Facebook and Google both have policies against advertisers who try to scam users. However, a watchdog report suggests that these policies need an upgrade.
Britain-based consumer watchdog Which? released an independent report on the tech companies’ efforts to stop scammers. In the report, they reveal that Google had failed to remove 34% of the scam advertisements reported by users. Comparably, Facebook had failed to remove 26% of them.
Both companies flat-out ban scam advertisements, but scammers often use sneaky techniques to overpass the sites’ rules. According to Which?, the sites need to crack down on scammers.
“There is no doubt that tech giants, regulators and the government need to go to greater lengths to prevent scams from flourishing,” said Adam French, consumer rights expert at Which? “Online platforms must be given a legal responsibility to identify, remove and prevent fake and fraudulent content on their sites… and the government needs to act now.”
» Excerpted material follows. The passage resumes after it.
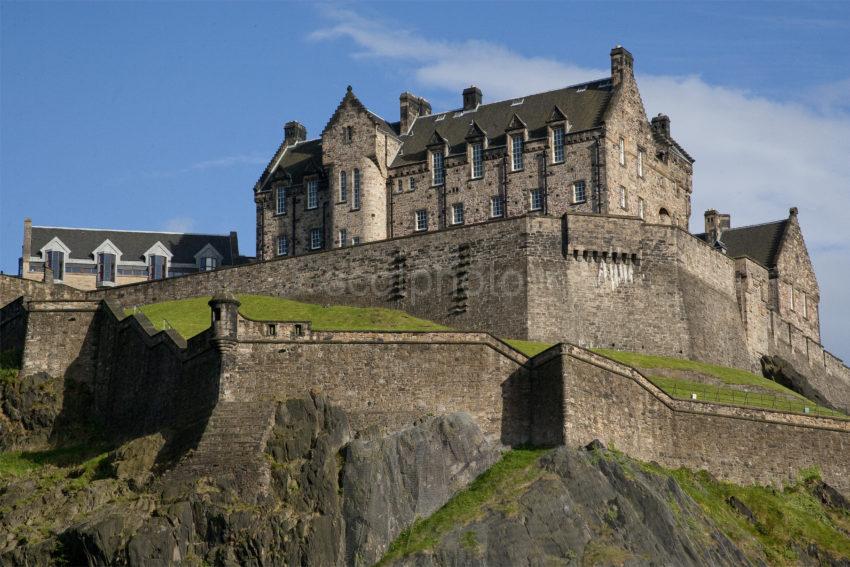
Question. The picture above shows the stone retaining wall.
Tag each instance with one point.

Another finding demonstrated problem with the process of reporting scam ads.
Following a survey, 15% of web users admitted that they had fallen victim to a scam advertisement and reported it. Among those users, 27% had been scammed on Facebook and 19% had been scammed on Google. Nearly half of the scam victims did not report their incident to these companies.
Why not report? On Facebook, the most common reason for not reporting was that the user doubted that anything would actually happen. On Google, meanwhile, the most common reason was that the user did not know how to report as scammer. This, according to Which?, indicates that Google needs to simplify its reporting procedure.
“Online platforms need to take a far more proactive approach to prevent fraudulent content from reaching potential victims in the first place,” Which? said in the report.
According to BBC, a rep from Facebook said that “fraudulent activity is not allowed on Facebook and we have taken action on a number of pages reported to us by Which.”
Google said that it has removed more than 3.1 billion ads for violating their ad policies, saying: “We have strict policies that govern the kinds of ads that we allow to run on our platform.”